[MUSIC] Next, let's visualize
the path the gradient takes, as opposed to stochastic gradient,
what I call the convergence paths. And as you will see, the stochastic
gradient oscillates a bit more, but gets you close to that optimal solution. So just before in the black line,
I'm showing the path of gradient, and you see that that path is very
smooth and it does very nicely. In the red line, I show you
the path of stochastic gradient. You see that this is a noisier path. It does get us to the right solution but
one thing to note though is that It doesn't convergent stop like gradient
does, it oscillates around the optimal. And this is going to be one of
the practical issues that we're going to address when we talk about how to get
stochastic gradient to work in practice but it's a significant issue. Another view of stochastic gradient
oscillating around the optimum, can be viewed in this plot. The one we've been using for
quite awhile and you see that gradient is
smoothly making progress. But stochastic gradient is this
noisy curve as it makes progress, and as it converges. It's oscillating around the optimal. Let's summarize. Gradient ascent looks for
the direction of greatest improvement and steepest ascent direction and does that
by summing over all possible data points.
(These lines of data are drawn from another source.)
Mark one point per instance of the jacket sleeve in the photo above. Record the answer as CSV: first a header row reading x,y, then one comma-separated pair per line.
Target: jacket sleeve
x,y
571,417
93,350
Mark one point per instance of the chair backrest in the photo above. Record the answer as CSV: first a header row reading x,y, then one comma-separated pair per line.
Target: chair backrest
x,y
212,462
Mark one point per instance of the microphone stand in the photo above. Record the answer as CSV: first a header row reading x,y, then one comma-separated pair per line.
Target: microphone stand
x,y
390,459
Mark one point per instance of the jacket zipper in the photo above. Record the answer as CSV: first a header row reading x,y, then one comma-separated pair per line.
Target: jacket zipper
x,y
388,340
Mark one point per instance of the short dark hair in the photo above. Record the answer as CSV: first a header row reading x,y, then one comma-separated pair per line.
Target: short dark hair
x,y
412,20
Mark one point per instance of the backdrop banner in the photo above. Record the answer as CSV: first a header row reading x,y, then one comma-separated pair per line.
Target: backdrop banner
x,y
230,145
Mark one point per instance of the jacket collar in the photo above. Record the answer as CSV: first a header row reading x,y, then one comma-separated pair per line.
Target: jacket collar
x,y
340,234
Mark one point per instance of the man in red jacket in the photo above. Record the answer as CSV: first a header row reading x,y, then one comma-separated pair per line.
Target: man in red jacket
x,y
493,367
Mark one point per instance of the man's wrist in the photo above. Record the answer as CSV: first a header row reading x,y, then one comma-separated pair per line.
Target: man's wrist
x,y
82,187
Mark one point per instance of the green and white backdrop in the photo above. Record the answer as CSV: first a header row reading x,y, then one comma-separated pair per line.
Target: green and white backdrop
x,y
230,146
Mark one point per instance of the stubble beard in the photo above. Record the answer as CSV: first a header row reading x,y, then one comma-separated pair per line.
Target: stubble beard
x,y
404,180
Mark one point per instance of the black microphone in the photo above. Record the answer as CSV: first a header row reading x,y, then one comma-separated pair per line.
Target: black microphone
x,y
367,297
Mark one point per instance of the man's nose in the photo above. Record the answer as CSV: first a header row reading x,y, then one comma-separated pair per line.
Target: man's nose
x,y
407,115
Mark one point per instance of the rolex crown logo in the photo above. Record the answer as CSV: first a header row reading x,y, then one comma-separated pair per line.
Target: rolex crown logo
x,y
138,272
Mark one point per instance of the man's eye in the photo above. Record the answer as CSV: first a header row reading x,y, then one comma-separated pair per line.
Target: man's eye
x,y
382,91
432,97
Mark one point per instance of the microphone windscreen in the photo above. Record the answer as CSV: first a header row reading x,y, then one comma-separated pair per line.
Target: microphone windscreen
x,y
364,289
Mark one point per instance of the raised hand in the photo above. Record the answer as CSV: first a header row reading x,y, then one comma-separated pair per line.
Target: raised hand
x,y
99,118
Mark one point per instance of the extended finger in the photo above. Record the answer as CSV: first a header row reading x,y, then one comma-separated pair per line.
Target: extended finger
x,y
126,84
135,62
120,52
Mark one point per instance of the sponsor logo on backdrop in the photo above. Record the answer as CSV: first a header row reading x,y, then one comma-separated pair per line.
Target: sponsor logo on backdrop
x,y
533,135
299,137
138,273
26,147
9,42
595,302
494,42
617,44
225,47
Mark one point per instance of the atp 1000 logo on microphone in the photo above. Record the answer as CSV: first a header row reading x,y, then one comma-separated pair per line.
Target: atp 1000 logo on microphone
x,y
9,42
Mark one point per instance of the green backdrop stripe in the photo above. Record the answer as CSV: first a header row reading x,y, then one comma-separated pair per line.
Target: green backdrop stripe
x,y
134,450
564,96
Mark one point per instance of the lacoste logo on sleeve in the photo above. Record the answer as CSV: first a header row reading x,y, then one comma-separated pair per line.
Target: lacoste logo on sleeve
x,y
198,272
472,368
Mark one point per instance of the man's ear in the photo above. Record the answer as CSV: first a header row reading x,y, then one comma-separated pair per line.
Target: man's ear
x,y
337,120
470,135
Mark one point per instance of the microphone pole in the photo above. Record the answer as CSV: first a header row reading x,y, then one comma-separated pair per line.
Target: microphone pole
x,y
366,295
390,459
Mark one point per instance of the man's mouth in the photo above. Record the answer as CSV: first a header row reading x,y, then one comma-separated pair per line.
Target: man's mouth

Stochastic gradient on the other hand
tries to find some direction which usually makes progress. So, for example by picking one data
point to estimate the gradient and on average it makes a ton of progress and because of that it tends to converge much
faster but it's noisier than optimum. So, even in that simple example we've been
using today It's over a hundred times faster than gradient conversion
much much faster to converge. But, it gets noisy in the end.